Own This Year My Fellow Millennial!


An Atypical Forecast


2016, Own This Year My Fellow Millennial!


From politics to beauty pageants, from the current “shallow” preoccupation and demand for intelligent discourse, so-called experts will thrive like gremlins thrown into the ocean. Bashers and trolls aka bastards online will continue to have plenty of time on their hands to our chagrin.

The no-longer-elusive 15 minutes of fame is a major life goal for the next viral sensation.

 2016, Own This Year My Fellow Millennial!


The electorate will not learn their lesson, not in the next six years. Unless voters grow up or suddenly develop a (social) conscience, the political and social landscape will remain the same.

Politicians who insult and alienate their way to the highest office is amusingly refreshing until you imagine putting yourself at the receiving end of their insults (or abuses), it’s clearly not as fun really.

 The genuinely but rare breed of good civil servants who actually have are best interest at heart will not win, sucky six years but serves us right.

 2016, Own This Year My Fellow Millennial!


If you’re impervious and not repulsed by yourself in any way, by all means, wear whatever gets you through the day and cheers to individuality!

 2016, Own This Year My Fellow Millennial!

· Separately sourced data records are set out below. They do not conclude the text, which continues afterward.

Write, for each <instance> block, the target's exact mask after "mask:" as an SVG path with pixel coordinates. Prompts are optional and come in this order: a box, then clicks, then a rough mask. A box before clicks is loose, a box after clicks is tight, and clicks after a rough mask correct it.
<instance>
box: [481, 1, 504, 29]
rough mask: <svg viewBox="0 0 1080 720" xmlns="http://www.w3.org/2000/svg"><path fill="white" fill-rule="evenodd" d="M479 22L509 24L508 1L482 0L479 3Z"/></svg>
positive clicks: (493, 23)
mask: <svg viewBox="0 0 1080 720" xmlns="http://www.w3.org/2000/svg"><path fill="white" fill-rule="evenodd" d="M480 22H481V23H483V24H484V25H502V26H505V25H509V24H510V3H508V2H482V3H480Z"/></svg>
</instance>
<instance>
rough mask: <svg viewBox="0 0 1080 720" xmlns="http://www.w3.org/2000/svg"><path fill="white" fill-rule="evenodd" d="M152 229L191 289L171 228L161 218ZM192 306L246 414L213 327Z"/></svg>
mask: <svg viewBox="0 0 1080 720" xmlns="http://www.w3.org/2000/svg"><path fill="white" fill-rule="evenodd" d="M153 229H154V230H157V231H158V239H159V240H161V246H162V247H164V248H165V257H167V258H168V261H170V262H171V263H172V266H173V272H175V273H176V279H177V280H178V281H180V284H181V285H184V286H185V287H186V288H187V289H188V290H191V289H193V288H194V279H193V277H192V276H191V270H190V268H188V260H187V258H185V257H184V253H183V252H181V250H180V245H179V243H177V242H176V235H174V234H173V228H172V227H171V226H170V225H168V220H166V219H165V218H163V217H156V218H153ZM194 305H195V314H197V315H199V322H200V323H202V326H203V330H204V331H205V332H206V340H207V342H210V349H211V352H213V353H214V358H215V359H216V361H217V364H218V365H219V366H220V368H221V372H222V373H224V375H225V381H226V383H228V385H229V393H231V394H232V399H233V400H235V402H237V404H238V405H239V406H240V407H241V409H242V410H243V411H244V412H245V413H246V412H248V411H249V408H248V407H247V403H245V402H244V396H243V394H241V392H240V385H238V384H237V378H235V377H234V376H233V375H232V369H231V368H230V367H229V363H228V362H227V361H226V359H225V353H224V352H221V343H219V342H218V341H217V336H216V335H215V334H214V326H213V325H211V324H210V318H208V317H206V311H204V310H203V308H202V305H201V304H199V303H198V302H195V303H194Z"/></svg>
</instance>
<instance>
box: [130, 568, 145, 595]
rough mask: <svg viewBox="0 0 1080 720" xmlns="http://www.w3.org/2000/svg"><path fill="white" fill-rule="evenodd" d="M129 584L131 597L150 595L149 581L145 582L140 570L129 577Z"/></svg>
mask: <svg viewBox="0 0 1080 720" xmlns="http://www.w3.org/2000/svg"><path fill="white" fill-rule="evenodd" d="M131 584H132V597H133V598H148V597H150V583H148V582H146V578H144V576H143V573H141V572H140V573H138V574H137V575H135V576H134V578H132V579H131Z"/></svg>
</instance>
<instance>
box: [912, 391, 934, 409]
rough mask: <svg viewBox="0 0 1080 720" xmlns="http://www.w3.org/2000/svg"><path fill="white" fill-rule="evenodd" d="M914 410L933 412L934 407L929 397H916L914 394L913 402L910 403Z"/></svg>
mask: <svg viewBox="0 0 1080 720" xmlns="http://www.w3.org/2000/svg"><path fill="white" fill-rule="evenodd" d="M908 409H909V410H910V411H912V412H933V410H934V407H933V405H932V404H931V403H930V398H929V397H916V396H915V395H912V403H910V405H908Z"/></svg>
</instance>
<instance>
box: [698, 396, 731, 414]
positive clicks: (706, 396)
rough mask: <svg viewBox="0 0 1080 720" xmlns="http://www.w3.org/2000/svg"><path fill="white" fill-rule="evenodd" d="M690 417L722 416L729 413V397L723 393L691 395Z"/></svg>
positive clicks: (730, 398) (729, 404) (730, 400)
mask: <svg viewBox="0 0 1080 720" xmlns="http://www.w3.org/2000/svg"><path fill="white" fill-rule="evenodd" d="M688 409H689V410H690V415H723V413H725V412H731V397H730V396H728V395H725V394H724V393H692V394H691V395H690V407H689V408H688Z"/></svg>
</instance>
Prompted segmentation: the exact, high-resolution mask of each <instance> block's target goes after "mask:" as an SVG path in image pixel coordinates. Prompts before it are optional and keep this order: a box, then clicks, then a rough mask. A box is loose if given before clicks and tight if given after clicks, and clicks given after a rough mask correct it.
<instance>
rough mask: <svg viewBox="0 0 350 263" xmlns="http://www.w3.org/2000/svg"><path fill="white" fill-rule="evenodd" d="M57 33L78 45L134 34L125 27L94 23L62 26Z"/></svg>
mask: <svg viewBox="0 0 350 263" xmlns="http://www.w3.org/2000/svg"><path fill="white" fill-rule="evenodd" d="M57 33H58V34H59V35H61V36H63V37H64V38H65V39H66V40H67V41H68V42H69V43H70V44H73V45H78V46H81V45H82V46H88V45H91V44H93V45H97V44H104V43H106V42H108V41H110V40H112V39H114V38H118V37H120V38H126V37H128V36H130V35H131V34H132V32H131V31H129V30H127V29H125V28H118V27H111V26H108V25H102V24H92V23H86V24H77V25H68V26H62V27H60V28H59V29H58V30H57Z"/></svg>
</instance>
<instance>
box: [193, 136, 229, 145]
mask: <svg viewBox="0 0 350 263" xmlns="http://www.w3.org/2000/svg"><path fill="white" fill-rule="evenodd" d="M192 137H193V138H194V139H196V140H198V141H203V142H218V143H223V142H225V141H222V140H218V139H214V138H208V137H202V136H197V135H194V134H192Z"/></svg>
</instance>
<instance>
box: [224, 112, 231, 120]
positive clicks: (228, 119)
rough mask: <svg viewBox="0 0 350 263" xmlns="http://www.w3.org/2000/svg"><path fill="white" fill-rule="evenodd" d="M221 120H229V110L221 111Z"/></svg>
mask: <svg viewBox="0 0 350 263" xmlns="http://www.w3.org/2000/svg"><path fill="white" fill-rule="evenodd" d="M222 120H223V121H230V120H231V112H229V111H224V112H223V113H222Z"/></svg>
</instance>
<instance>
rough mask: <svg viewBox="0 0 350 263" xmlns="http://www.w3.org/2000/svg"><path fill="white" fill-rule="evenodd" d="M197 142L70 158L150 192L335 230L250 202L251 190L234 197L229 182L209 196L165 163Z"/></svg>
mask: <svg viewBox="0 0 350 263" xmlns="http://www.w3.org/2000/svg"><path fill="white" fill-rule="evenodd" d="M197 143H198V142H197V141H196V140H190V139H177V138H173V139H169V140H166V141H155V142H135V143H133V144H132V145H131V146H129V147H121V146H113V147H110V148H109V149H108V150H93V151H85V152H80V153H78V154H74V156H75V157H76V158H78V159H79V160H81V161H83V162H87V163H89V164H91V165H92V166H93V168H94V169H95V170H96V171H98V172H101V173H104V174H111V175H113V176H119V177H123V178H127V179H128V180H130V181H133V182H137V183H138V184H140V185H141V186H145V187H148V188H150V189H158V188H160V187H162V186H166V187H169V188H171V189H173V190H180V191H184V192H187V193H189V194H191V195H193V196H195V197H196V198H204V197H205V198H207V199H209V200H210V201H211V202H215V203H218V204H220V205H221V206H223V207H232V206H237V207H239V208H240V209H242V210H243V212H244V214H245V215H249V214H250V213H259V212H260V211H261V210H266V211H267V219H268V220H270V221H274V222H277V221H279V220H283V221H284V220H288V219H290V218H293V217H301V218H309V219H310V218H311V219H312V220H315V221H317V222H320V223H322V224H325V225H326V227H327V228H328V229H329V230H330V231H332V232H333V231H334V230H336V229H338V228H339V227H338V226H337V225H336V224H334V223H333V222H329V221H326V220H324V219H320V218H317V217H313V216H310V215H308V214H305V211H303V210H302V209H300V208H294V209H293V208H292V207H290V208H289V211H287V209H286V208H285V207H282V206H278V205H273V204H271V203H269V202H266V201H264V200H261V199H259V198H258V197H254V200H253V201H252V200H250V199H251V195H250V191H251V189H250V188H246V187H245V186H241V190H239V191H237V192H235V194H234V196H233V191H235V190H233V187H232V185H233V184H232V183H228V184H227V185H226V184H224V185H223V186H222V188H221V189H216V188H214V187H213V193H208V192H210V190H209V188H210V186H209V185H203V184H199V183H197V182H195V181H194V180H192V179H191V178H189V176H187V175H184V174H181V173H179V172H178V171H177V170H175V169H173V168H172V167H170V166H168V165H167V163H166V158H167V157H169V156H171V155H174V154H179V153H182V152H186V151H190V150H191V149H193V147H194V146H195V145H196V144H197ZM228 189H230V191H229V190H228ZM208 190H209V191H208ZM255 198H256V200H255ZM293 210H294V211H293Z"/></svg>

A thin line will separate the mediocre to the superlatively gifted, only a few will know the difference.

Most local movies and TV shows will remain formulaic and predictably safe as snooty armchair critics critique from the comforts of their Western-laden sets of standards.

 For 2016, a self-inventory is strongly suggested. If your (proverbial) heart is in the right place, expect a kinder and eventful 12 months. Stop whining when you consciously choose not to put your money where your mouth is. CHANGE. WORK HARD. GROW UP.